After some poking around, I believe this can be fixed by adding --mapCoverage to the test runner:

"scripts": {
   ...
  "coverage-test": "set CI=true && react-scripts-ts test --mapCoverage --env=jsdom --coverage",
   ...
}

I feel like this is something that should be enabled by default when the --coverage flag is passed. What do you think?
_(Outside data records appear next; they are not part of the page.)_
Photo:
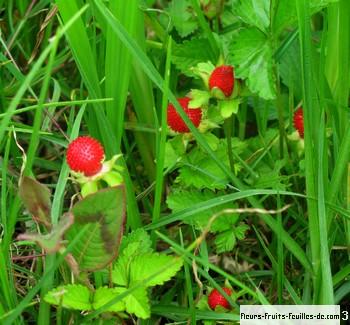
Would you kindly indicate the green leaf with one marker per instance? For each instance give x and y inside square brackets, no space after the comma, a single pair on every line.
[253,12]
[180,200]
[174,149]
[138,303]
[290,69]
[287,13]
[51,242]
[72,296]
[36,198]
[154,268]
[225,221]
[138,242]
[104,294]
[225,241]
[251,54]
[212,140]
[240,231]
[139,237]
[187,55]
[272,178]
[201,172]
[182,17]
[229,107]
[104,213]
[199,98]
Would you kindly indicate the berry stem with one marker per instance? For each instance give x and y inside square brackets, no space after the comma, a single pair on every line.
[89,188]
[228,125]
[113,178]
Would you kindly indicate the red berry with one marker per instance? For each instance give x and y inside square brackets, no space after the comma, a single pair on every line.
[85,155]
[223,78]
[215,298]
[175,121]
[299,121]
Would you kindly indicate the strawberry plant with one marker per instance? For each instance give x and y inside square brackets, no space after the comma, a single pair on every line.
[170,161]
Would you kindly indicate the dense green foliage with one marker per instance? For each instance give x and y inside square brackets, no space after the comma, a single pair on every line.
[242,201]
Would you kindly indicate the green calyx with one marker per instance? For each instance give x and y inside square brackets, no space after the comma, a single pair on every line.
[110,174]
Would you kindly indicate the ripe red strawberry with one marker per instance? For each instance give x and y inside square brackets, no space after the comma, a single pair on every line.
[223,78]
[85,155]
[215,298]
[299,121]
[175,121]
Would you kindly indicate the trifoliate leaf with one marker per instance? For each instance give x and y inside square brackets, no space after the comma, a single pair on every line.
[72,296]
[182,17]
[253,12]
[137,303]
[154,268]
[103,214]
[251,54]
[225,241]
[103,295]
[187,55]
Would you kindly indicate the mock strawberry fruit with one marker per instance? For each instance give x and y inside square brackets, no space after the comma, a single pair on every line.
[299,121]
[215,298]
[175,121]
[85,155]
[223,78]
chasebrewsky commented 6 years ago

I created a pull request for this: #256

DorianGrey commented 6 years ago

@holtc :

  1. In general, these is no need for manual configuration in this entry, which is somewhat restricted anyway.
  2. No, you don't.

Regarding the mapCoverage thing: It's correct that this option is required for correctly mapping coverage to the typescript sources. Atm., it is not enabled by default since it caused problems with mixed projects (i.e. mixed ts and js) that contain js files which are not transpiled: errors are raised because an attempt is made to map the executed code back to its origin, but not sourcemap exists. See this PR: https://github.com/wmonk/create-react-app-typescript/pull/240 Fortunately, some work has been done on including babel transpilation for the project's js files (thanks @GeeWee), so this problem might no longer exist or at least no longer affect. I'll see if I can take a closer look. Until then, it's perfectly valid to just pass --mapCoverage on the call to react-scripts-ts test - the parameter gets forwarded to jest directly. Besides, this works for almost every parameter jest accepts via argv, even those that are not whitelisted in the programmatical config creation.

DorianGrey commented 6 years ago

The mapCoverage issue should no longer be a problem when updating jest to 22.4 or above - due to the changelog, this option was deprecated, and now works out of the box in case source maps got produced in the transformation steps.

Kaffiend commented 6 years ago

Coverage appears to be working but also complaining about js files that are created initially, All subsequent builds honor the outDir and it silences the converage complaints if you remove them so i guess the only issue is the initial js files created on project initialization. Everything else seems to be working fine with testing now.